Group counseling is a process in which multiple people share their own stories and seek solutions for their problems together. Since participants are experiencing similar difficulties, it is easy to form a bond between them. Furthermore, there is a case in which a participant suggests completely different approaches to others’ problems.
Q5. How would you define “mental health” in your own words?
It seems like students these days are expecting only perfect, flawless aspects of themselves. Some are feeling anxious and guilty for giving themselves just a little rest. As we are all human, it is natural to make mistakes sometimes. Not only is it important to acknowledge the positive sides of ourselves, but it is also crucial to accept that we have some weaknesses. Carl Rogers, a famous psychologist, has once said, “the curious paradox is that when I accept myself just as I am, then I can change.” Therefore, we think “the ability to accept oneself as who he or she really is” is mental health.

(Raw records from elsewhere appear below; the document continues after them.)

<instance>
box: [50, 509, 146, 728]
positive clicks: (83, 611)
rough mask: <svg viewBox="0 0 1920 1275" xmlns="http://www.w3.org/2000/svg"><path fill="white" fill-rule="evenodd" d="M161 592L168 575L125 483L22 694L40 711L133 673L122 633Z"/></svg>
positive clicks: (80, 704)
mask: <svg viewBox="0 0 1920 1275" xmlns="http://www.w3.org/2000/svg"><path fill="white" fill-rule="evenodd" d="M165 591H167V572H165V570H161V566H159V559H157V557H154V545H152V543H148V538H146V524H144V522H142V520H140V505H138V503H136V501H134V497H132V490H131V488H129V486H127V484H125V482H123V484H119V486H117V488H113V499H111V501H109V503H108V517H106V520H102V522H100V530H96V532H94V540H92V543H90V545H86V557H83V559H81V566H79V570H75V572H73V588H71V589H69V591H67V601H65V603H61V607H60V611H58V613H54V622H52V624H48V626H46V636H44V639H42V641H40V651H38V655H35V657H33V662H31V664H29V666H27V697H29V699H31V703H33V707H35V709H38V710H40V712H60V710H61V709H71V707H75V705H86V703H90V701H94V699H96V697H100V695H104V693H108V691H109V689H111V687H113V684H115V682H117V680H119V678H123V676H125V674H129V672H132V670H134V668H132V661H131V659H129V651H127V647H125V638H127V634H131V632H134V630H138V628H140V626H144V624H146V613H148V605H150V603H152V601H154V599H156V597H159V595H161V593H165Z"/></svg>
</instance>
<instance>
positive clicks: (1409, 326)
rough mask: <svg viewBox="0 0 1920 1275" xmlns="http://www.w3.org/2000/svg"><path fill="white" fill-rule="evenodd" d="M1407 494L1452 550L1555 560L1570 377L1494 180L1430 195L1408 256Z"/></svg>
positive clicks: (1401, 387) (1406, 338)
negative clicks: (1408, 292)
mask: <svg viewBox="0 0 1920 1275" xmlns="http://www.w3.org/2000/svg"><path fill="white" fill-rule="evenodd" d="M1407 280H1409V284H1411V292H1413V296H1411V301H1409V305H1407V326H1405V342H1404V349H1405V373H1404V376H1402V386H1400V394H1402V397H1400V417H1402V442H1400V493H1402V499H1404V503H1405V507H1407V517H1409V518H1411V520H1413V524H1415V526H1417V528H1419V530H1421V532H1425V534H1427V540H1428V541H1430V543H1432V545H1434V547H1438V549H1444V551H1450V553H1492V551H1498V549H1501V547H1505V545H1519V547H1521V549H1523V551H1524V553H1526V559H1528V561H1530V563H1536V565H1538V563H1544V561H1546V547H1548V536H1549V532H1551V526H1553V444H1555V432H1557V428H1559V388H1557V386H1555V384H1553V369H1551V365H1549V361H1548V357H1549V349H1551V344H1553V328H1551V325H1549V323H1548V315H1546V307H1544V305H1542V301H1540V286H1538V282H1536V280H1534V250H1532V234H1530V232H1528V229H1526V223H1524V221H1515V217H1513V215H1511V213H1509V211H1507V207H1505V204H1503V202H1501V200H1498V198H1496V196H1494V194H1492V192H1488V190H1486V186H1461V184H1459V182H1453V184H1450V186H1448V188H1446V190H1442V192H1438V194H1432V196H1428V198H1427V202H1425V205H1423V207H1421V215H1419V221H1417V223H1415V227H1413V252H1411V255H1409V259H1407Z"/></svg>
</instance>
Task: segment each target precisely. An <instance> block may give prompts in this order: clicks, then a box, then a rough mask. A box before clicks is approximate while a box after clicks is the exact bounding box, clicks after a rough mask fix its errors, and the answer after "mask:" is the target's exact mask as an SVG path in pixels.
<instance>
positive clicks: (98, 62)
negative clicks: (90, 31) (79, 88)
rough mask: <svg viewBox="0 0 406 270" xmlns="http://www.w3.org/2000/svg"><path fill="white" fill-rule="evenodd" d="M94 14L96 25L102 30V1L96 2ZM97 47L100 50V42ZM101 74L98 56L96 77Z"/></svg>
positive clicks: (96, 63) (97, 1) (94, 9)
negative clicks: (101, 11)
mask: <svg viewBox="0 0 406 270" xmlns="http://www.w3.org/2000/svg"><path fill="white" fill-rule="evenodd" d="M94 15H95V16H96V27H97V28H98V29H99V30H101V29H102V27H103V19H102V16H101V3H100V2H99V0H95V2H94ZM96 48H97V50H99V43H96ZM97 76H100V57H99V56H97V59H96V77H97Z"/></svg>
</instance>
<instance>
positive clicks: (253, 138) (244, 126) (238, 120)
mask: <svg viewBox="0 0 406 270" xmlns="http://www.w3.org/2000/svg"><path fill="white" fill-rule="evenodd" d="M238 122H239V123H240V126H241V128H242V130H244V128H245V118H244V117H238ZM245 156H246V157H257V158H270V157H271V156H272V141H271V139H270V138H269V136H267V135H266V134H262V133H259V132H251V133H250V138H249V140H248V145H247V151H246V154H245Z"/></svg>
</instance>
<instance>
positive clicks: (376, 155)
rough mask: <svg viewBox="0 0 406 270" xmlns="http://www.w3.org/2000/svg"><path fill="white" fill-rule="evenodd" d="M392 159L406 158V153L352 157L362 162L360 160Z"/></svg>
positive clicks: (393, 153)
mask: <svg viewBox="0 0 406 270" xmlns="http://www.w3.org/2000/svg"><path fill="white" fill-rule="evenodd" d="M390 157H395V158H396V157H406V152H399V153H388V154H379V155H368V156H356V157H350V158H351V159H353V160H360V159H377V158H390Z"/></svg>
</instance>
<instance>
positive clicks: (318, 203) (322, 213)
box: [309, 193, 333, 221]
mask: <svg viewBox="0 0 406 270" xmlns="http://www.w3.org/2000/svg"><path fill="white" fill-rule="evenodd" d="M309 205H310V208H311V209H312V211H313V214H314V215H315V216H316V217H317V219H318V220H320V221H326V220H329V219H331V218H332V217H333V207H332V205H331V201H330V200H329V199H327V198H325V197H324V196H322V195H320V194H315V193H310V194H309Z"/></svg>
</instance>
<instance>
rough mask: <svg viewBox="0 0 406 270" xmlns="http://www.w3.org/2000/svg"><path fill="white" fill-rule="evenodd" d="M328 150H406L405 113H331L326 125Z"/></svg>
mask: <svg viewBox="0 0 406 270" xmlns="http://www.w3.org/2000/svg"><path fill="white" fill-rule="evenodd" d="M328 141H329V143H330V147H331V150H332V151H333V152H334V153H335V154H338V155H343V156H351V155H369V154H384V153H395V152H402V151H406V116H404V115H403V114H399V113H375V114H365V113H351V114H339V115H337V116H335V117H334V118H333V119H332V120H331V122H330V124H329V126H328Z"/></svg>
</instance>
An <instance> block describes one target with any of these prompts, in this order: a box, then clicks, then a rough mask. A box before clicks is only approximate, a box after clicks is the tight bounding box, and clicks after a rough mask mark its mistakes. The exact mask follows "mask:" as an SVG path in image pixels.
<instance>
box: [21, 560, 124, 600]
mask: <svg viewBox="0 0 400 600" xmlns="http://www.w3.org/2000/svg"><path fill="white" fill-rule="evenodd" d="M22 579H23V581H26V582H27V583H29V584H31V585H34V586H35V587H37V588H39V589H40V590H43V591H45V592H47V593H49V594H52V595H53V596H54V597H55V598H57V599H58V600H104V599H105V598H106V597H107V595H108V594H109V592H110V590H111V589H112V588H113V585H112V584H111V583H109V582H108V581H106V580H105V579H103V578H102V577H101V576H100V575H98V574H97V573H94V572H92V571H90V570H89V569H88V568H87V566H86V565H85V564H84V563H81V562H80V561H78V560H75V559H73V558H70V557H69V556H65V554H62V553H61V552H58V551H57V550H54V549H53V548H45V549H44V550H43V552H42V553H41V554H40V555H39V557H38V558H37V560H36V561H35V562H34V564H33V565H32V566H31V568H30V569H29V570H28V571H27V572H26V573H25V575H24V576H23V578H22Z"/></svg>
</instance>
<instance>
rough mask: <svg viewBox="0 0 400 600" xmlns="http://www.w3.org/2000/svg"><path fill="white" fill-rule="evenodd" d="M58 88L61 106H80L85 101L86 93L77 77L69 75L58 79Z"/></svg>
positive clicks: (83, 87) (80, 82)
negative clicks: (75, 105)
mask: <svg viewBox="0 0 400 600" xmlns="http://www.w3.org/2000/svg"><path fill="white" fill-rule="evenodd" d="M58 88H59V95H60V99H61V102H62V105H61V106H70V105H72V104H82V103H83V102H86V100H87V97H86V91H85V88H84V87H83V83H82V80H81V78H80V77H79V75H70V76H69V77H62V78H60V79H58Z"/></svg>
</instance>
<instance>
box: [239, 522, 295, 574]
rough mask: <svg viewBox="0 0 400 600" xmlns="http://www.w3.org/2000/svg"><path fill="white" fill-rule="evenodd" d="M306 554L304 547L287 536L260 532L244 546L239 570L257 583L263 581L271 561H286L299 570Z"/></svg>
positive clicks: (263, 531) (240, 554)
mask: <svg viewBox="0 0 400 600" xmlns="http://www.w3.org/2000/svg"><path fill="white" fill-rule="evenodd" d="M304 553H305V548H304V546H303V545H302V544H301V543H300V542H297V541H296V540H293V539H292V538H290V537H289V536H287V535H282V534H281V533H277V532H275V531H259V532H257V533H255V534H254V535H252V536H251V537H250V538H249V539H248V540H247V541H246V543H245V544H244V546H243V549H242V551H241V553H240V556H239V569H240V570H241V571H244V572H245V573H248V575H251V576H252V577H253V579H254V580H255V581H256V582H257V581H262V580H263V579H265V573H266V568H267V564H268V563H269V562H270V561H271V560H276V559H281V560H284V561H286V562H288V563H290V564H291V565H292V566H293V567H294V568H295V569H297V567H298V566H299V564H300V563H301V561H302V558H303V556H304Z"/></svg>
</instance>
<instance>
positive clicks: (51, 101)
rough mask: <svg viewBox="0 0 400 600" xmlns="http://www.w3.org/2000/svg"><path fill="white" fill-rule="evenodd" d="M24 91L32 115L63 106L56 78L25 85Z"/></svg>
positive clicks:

Q6. Any last words for Kingos?
Many students, especially in SKKU, might be unfamiliar with the word “failure,” having achieved a continuous series of success in their lives. Nonetheless, knowing who you are and becoming familiar with yourself is true meaning of success in one’s campus life. If you take the chance to look deep into your inner side at the counseling center, you may find a driving force to overcome and cope with hardships in your future. We are always here to listen to your story!
Until now, we are always taught that we should be considerate of the others. Consequently, some people end up forgetting the importance of taking care of themselves. If you have hard time finding “a good listener” around you, how about giving yourself a short rest in the center?